The question of the role of reason in our lives and in our civilization is probably the central philosophical question that pervades the last two centuries of Western culture and the Philosophy . We philosophers, who - in Edmund Husserlnos' expression - feel as "servants of humanity", have a great responsibility towards our fellow citizens, like Socrates towards Athens. With our work we are not only transmitting the philosophical knowledge to new generations, but we are keeping alive the flame of free and rigorous thought, the flame of how to be human in fullness.

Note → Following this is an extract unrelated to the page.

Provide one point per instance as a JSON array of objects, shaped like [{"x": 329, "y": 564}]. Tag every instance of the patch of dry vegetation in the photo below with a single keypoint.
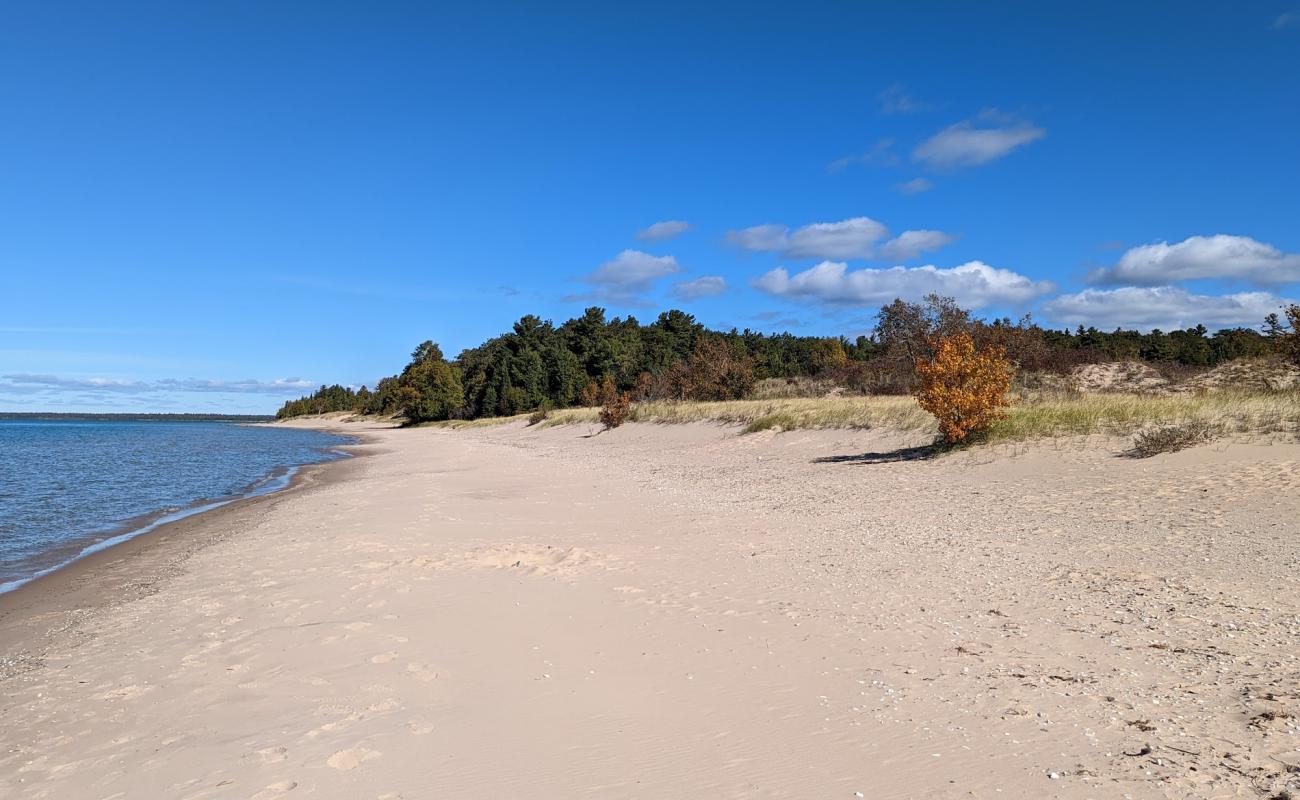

The history of Philosophy is, in this sense, of paramount importance. It is a subject that provides some of the keys for students to grow in confidence in their own way of thinking, which is the most effective means of solving - almost always provisionally - the problems that arise in life. In addition, financial aid encourages young people to be open to the opinions and experiences of others, to decide to learn from others, and thus to expand their capacity to love. This is no small claim. As Hannah Arendt emphasized, only if everyone lives creatively, thinking radically, can he or she resist the banality that is, at final, the greatest danger hanging over our lives today.

There is sometimes talk of saving the Arctic, because it is melting at an accelerated rate. It seems to me that almost nobody talks about saving the Philosophy, which is for human beings an even more vital territory. The attack on the subject History Philosophy in the high school diploma is the tip of a huge iceberg that really aims to destroy our culture.